The AEC Y Type was a British truck built by the Associated Equipment Company (AEC), it saw widespread service with the British Army during the First World War.

==Design==
The original Y Type was a 3-ton 4x2 truck powered by a Daimler four-cylinder inline 5,700 cc petrol engine that developed 40 bhp at 1,300 rpm, it drove the rear wheels through a four-speed gearbox, the wheels having solid rubber tyres. The Y Type had an open, canvas covered cab and a fixed side timber body, typical of military cargo vehicles of the period.

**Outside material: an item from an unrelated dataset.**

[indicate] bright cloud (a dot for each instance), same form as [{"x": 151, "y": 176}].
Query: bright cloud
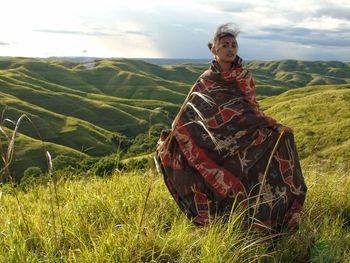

The YA, introduced in 1917, replaced the Daimler engine with a Tylor four-cylinder inline 7,700 cc petrol engine that developed 49 bhp at 1,300 rpm, the YB introduced a pressed steel frame whilst the YC used a David Brown Ltd. worm-gear final drive.

==History==
The Y Type was introduced by AEC in March 1915, it was a lower geared development of AEC's earlier X Type, the latter in turn a development of the company's W Type with heavier duty hubs. Whilst AEC was founded in 1912, a sales agreement meant that all of its products were marketed by and branded Daimler, in June 1916 the company's factory, at Walthamstow, was placed under direct government control and the lorries were branded AEC from that date, although the Y Type's distinctive Daimler radiator was retained.

The Y Type was in high demand by British forces during the First World War, in 1917 AEC installed a moving assembly line to make the type, enabling the factory to produce 130 chassis per week. In addition to British forces the type was also used by the United States Army in France. By the Armistice in November 1918, AEC had built 8,821 Y Types, 5200 of which were fitted with the Tylor engine.

The War Office purchased an additional 822 Y Types in 1919 and the type remained in production for civilian customers until 1922. as a 5-ton lorry A number of Y Types were sold to civilian operators after the war, a common conversion saw the military body removed and the chassis used as the basis of an omnibus.